The medication, Orforglipron, is a GLP-1, a class of drugs that have become blockbusters due to their weight loss effects. But GLP-1 on the market are now expensive, must be kept in the refrigerator and must be injected. A pill that produces similar results has the potential to become much more widely used, although it should also be expensive.
Lilly said she would request approval from the Food and Drug Administration later this year to market Orforglipron for obesity and at the beginning of 2026 for diabetes. Industry analysts expect the drug to gain the approval of next year and eventually become a major blockbuster. Eli Lilly should not announce a price for the medication until after winning approval.
“What we see starting is fighting for the future of the obesity market,” said Craig Garthwaite, health care economist at the Northwestern University.
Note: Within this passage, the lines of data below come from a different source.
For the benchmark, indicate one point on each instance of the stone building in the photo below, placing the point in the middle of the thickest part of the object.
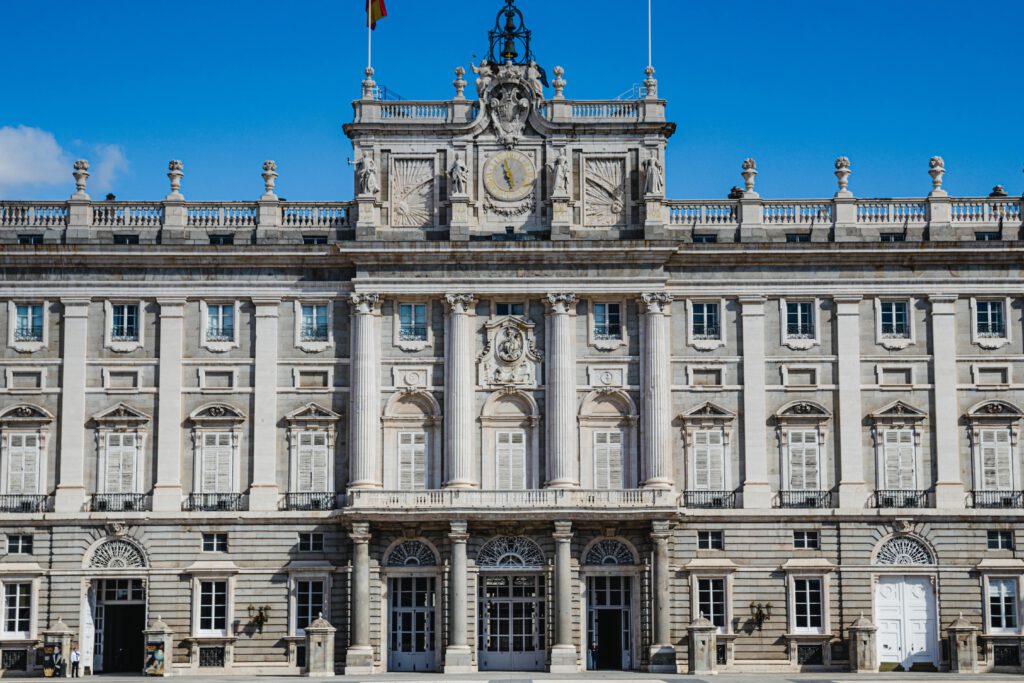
(512, 409)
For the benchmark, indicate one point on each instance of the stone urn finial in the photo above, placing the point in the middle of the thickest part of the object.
(559, 83)
(269, 177)
(81, 174)
(843, 173)
(750, 173)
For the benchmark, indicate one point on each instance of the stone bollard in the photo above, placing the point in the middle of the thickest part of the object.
(56, 650)
(863, 647)
(963, 646)
(159, 645)
(320, 648)
(702, 647)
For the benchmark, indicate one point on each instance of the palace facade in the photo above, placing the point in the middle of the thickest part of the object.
(512, 409)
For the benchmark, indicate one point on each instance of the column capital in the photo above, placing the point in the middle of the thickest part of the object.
(461, 303)
(364, 303)
(656, 302)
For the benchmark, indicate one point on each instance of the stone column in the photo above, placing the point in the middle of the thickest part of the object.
(560, 398)
(460, 397)
(167, 489)
(564, 658)
(71, 482)
(655, 414)
(458, 657)
(263, 491)
(852, 487)
(757, 491)
(359, 657)
(365, 397)
(662, 657)
(949, 485)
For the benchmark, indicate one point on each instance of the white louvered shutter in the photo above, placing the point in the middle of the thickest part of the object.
(899, 460)
(23, 468)
(996, 460)
(217, 454)
(511, 461)
(804, 460)
(412, 461)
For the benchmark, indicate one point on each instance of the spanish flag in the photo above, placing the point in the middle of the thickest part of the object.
(375, 12)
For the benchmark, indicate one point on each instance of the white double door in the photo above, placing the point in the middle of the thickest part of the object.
(904, 612)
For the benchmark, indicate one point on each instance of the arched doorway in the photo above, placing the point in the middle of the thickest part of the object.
(904, 606)
(511, 630)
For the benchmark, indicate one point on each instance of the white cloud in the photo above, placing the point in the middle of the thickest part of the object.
(33, 157)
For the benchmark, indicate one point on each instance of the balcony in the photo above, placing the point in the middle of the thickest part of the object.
(804, 499)
(710, 499)
(18, 503)
(901, 498)
(997, 499)
(118, 502)
(214, 503)
(309, 501)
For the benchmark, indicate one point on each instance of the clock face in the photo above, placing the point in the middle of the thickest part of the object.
(509, 175)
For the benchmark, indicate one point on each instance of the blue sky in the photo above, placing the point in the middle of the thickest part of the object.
(223, 85)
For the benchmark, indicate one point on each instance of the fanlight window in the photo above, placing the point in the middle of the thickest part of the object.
(608, 552)
(117, 554)
(903, 550)
(412, 554)
(510, 552)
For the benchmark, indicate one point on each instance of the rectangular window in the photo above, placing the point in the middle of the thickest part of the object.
(30, 323)
(804, 460)
(608, 459)
(122, 454)
(213, 607)
(990, 319)
(312, 468)
(412, 461)
(508, 309)
(895, 319)
(706, 322)
(607, 321)
(310, 542)
(996, 460)
(23, 464)
(19, 544)
(214, 543)
(1000, 540)
(220, 322)
(709, 460)
(898, 460)
(313, 323)
(308, 602)
(800, 319)
(413, 321)
(510, 460)
(217, 469)
(711, 601)
(711, 541)
(805, 540)
(17, 608)
(807, 603)
(1003, 604)
(124, 326)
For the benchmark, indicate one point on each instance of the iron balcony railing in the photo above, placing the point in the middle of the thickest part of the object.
(710, 499)
(20, 503)
(310, 501)
(805, 499)
(118, 502)
(215, 502)
(900, 498)
(997, 499)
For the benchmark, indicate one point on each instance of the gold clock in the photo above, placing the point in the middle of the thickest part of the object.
(509, 175)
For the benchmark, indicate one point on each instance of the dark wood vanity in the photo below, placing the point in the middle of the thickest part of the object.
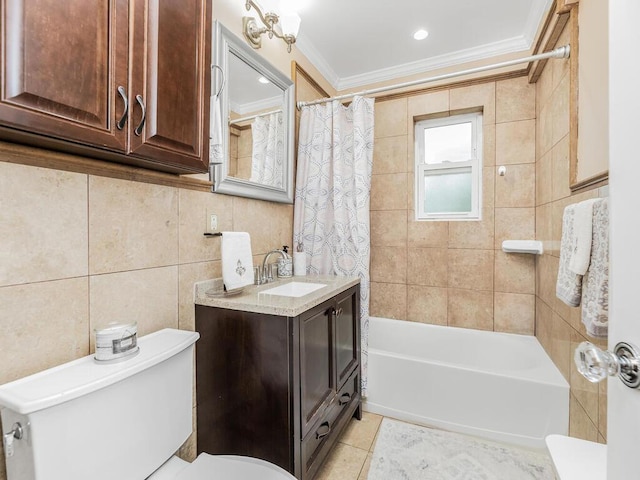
(276, 386)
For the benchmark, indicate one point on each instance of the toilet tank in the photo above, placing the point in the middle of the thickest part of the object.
(85, 420)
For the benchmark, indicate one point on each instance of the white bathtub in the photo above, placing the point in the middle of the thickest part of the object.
(494, 385)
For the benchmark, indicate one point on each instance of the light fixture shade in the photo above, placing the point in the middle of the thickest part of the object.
(290, 24)
(268, 6)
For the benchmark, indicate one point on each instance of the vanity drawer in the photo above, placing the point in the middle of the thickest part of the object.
(318, 442)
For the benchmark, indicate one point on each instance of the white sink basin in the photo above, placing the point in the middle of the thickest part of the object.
(293, 289)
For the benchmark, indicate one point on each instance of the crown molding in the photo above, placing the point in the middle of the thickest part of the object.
(516, 44)
(537, 14)
(308, 50)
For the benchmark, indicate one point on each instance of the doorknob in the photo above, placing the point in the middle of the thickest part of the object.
(595, 364)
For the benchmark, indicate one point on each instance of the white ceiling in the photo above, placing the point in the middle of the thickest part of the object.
(359, 42)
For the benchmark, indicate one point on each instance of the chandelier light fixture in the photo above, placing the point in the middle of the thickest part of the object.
(276, 22)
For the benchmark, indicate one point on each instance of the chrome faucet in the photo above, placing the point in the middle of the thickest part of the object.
(267, 274)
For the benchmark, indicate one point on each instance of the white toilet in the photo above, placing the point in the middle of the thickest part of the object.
(86, 420)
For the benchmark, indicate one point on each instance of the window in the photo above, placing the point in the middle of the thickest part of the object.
(449, 168)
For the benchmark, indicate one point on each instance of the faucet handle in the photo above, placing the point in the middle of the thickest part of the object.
(257, 275)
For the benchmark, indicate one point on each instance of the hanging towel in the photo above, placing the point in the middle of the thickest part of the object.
(583, 228)
(237, 260)
(595, 302)
(216, 150)
(568, 284)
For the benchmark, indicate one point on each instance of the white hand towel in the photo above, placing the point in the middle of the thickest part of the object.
(216, 151)
(595, 301)
(237, 260)
(568, 284)
(583, 227)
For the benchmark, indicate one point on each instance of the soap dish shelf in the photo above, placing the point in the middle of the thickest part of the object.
(523, 246)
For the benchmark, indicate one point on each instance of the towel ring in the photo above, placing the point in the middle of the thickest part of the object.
(213, 67)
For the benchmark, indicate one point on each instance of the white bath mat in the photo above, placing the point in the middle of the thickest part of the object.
(410, 452)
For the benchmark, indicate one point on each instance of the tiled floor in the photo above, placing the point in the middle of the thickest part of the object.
(350, 458)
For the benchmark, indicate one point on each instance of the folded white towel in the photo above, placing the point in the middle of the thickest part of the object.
(582, 227)
(595, 301)
(237, 260)
(568, 284)
(216, 150)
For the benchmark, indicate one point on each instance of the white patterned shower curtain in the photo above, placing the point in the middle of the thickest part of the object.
(268, 150)
(333, 187)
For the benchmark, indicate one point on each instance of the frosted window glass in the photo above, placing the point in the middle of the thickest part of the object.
(447, 192)
(449, 143)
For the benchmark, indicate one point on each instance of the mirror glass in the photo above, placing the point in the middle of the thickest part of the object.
(256, 104)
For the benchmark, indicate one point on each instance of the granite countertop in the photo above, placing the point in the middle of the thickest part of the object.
(252, 300)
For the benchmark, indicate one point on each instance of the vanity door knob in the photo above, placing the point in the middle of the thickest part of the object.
(596, 364)
(323, 430)
(138, 130)
(123, 119)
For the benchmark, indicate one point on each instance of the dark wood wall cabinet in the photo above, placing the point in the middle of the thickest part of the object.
(275, 387)
(121, 80)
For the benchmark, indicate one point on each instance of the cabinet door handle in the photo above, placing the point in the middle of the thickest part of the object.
(323, 430)
(138, 130)
(123, 118)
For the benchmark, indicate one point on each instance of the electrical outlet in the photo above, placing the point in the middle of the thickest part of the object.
(213, 222)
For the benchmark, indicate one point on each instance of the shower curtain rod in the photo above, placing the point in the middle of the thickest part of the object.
(560, 52)
(251, 117)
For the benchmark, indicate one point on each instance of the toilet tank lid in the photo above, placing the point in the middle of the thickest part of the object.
(82, 376)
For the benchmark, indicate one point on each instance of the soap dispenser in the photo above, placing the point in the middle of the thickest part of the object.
(285, 265)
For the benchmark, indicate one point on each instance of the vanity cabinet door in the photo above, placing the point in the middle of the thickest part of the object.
(62, 65)
(347, 328)
(170, 69)
(317, 378)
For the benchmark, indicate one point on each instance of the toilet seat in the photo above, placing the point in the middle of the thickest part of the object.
(224, 467)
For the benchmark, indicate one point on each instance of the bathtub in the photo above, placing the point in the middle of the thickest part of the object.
(499, 386)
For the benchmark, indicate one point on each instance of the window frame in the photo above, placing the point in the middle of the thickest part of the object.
(474, 165)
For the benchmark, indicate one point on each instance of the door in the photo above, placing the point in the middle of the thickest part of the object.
(64, 69)
(623, 436)
(170, 78)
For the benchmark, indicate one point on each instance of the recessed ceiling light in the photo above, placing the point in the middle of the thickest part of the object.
(421, 34)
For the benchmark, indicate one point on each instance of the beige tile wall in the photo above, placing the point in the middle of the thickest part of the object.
(558, 327)
(78, 251)
(454, 273)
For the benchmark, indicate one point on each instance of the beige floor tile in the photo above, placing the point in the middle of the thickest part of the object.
(343, 463)
(360, 433)
(364, 473)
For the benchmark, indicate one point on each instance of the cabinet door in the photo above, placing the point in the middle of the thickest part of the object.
(347, 335)
(317, 378)
(62, 65)
(170, 65)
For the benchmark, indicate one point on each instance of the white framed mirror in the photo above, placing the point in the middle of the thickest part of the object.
(257, 104)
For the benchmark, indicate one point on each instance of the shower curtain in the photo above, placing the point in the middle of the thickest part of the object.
(268, 150)
(333, 186)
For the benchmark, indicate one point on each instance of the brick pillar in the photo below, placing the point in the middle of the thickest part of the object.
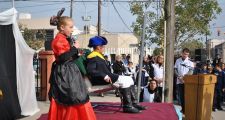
(46, 59)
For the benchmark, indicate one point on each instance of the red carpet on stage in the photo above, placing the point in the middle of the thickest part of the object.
(155, 111)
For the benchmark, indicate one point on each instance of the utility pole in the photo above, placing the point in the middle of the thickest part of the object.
(170, 38)
(99, 17)
(71, 9)
(141, 56)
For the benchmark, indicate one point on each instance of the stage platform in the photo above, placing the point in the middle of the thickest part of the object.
(155, 111)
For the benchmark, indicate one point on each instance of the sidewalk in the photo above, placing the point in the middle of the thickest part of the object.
(44, 106)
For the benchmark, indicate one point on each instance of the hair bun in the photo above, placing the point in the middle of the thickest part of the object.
(54, 20)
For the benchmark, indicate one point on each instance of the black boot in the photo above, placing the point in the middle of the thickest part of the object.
(126, 99)
(134, 99)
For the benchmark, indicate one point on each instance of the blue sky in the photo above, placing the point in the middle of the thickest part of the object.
(110, 20)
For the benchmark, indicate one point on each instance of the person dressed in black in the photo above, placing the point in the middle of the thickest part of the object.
(119, 69)
(100, 74)
(147, 72)
(219, 87)
(150, 93)
(118, 66)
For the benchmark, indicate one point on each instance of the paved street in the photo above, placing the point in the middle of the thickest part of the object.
(44, 106)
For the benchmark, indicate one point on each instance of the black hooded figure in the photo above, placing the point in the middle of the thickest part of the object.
(100, 75)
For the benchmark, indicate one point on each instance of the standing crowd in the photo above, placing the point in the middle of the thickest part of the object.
(68, 93)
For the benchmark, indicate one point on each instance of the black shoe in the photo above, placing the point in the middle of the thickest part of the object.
(130, 109)
(140, 107)
(220, 108)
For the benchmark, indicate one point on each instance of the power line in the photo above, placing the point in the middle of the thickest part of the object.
(39, 5)
(121, 17)
(75, 1)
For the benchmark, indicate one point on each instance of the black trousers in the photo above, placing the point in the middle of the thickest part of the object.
(217, 100)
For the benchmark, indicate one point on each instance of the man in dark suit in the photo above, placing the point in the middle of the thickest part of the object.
(100, 74)
(150, 93)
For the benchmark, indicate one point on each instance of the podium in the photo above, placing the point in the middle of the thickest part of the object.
(198, 94)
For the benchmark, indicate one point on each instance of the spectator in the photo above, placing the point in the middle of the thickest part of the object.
(119, 69)
(183, 66)
(146, 69)
(118, 66)
(219, 87)
(131, 70)
(150, 93)
(101, 75)
(204, 69)
(108, 62)
(158, 73)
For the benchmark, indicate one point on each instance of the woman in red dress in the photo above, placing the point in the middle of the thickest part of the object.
(68, 94)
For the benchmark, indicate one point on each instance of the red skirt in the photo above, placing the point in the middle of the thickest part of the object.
(75, 112)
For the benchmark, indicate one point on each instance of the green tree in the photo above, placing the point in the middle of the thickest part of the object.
(192, 45)
(192, 20)
(34, 38)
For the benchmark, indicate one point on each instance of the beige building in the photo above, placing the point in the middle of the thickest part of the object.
(211, 44)
(118, 44)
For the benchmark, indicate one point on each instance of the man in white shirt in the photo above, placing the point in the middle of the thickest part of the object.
(183, 66)
(158, 73)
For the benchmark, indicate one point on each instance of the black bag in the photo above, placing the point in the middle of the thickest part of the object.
(67, 84)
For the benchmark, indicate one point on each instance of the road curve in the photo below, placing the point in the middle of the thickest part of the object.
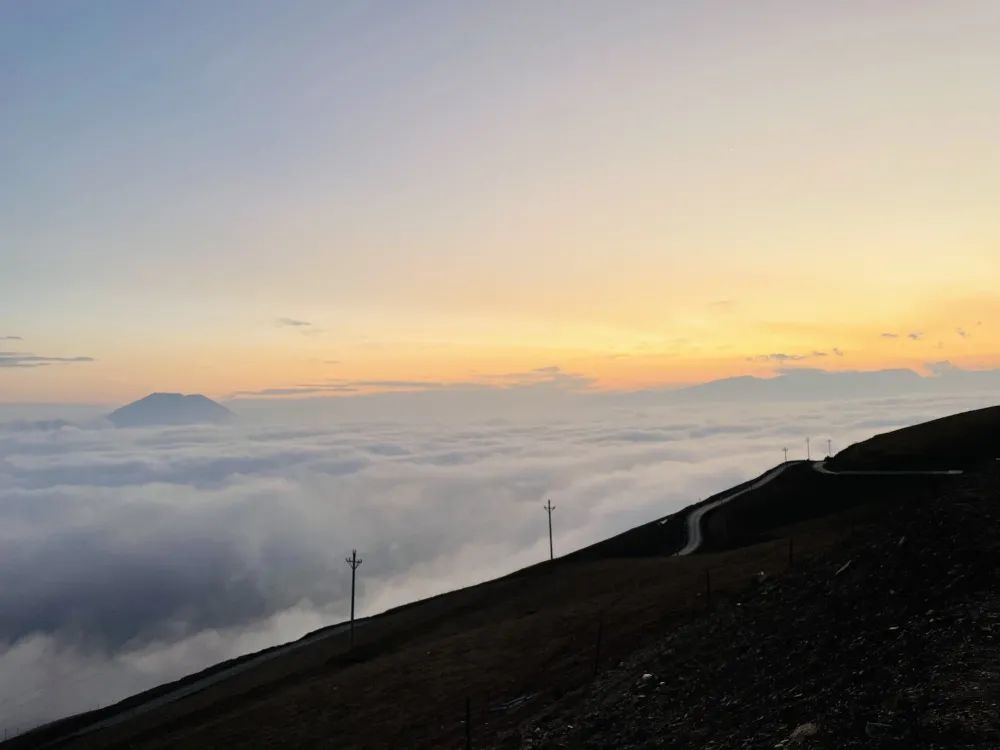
(694, 535)
(820, 466)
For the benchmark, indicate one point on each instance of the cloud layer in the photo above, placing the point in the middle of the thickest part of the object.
(136, 556)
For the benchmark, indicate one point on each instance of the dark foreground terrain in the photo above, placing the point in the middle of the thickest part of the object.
(888, 640)
(824, 611)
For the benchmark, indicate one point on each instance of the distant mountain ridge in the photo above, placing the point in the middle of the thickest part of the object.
(170, 409)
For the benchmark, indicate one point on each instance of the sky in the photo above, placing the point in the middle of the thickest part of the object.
(131, 557)
(226, 197)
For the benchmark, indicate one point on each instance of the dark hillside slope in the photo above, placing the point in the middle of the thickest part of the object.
(887, 640)
(961, 441)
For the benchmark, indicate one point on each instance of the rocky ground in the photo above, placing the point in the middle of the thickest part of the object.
(887, 641)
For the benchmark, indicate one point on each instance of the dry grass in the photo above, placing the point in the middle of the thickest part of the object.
(530, 636)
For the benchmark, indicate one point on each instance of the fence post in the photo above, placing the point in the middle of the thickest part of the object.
(597, 646)
(468, 723)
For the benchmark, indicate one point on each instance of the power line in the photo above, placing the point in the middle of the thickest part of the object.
(355, 563)
(549, 507)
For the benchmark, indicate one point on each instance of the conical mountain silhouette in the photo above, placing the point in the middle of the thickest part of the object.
(169, 409)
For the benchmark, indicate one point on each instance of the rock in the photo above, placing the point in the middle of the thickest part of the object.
(801, 733)
(844, 568)
(876, 729)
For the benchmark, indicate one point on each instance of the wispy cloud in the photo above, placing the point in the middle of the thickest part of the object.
(26, 359)
(543, 377)
(783, 357)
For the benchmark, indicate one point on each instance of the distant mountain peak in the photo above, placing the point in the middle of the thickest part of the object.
(170, 409)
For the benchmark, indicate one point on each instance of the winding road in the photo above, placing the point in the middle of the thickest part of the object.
(694, 535)
(694, 518)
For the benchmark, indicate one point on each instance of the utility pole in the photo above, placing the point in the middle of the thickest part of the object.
(549, 507)
(355, 563)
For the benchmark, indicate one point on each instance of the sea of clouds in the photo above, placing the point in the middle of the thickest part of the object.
(129, 557)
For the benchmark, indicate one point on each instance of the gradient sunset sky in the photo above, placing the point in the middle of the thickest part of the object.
(232, 196)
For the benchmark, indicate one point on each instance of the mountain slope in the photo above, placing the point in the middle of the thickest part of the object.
(169, 409)
(959, 441)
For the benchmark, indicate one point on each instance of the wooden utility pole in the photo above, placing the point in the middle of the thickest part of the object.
(355, 563)
(549, 507)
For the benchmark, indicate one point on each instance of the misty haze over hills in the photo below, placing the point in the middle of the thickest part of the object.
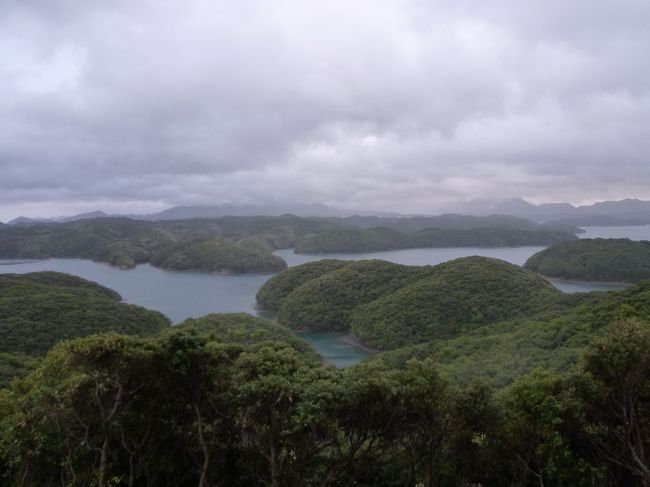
(605, 213)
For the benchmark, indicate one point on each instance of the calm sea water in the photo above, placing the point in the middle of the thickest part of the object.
(181, 295)
(633, 233)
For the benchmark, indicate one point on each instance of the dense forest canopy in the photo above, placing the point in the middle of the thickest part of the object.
(595, 260)
(187, 408)
(516, 384)
(40, 309)
(457, 297)
(245, 244)
(383, 238)
(390, 305)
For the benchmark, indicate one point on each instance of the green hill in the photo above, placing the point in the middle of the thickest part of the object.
(459, 295)
(40, 309)
(273, 291)
(327, 302)
(245, 329)
(389, 305)
(237, 244)
(553, 339)
(595, 260)
(220, 255)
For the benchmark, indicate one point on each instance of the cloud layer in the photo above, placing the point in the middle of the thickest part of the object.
(386, 104)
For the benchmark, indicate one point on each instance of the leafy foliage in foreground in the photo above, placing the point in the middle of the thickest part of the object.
(14, 365)
(40, 309)
(597, 259)
(189, 409)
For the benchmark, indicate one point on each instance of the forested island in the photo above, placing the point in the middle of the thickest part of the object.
(245, 244)
(382, 238)
(619, 260)
(390, 305)
(234, 400)
(40, 309)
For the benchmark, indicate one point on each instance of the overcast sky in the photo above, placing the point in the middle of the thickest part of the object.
(400, 105)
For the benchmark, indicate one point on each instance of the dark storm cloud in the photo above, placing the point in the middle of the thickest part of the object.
(391, 104)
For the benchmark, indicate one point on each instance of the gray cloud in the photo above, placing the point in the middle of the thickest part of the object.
(386, 104)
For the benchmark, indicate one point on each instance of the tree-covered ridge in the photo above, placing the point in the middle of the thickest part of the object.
(186, 408)
(271, 294)
(14, 365)
(246, 243)
(353, 240)
(595, 260)
(552, 339)
(327, 301)
(458, 296)
(235, 244)
(40, 309)
(219, 255)
(244, 329)
(381, 238)
(390, 305)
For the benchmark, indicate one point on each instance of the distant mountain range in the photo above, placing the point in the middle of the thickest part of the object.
(606, 213)
(216, 211)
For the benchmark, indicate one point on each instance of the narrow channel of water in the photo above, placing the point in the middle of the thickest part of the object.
(181, 295)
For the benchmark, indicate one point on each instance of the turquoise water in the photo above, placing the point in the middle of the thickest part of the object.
(181, 295)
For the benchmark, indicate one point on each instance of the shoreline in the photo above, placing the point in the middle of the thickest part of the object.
(355, 342)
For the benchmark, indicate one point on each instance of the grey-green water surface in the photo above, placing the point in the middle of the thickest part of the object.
(181, 295)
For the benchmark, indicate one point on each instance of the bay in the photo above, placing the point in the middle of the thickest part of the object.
(182, 295)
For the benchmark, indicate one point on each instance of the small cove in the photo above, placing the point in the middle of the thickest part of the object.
(182, 295)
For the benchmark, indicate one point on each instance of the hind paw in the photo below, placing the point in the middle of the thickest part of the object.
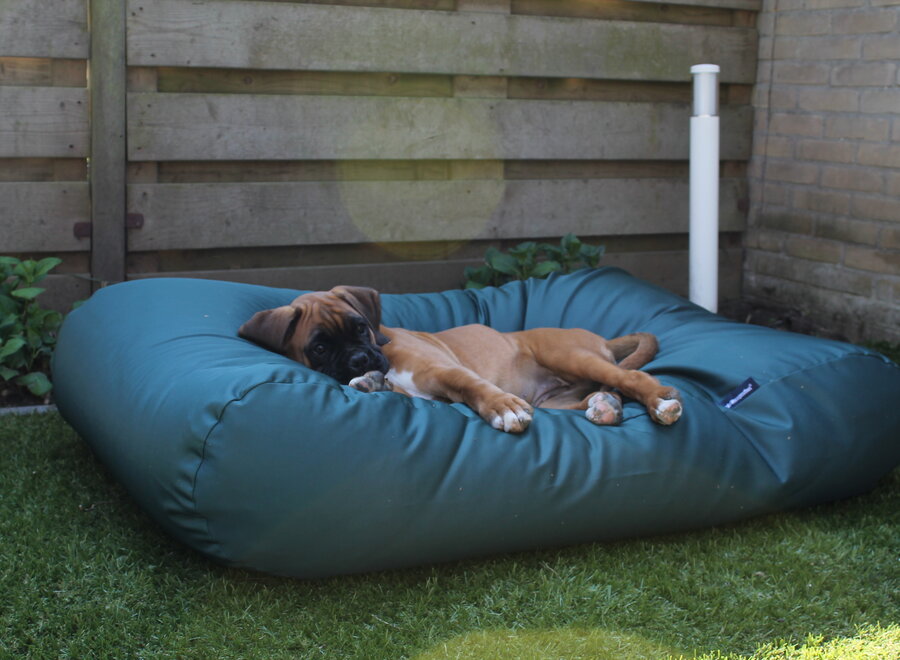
(604, 408)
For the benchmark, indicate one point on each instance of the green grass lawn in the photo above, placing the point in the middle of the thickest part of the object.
(84, 574)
The company announced on Thursday a summary of its results in a press release, as pharmaceutical companies are required to do so immediately after receiving the results of the study that could affect their stock market course.
But Lilly did not publish the underlying data of his test and the results he revealed had not been examined by external experts. The company said that it would present detailed results at a meeting of diabetes researchers in June and would publish them in a review evaluated by peers.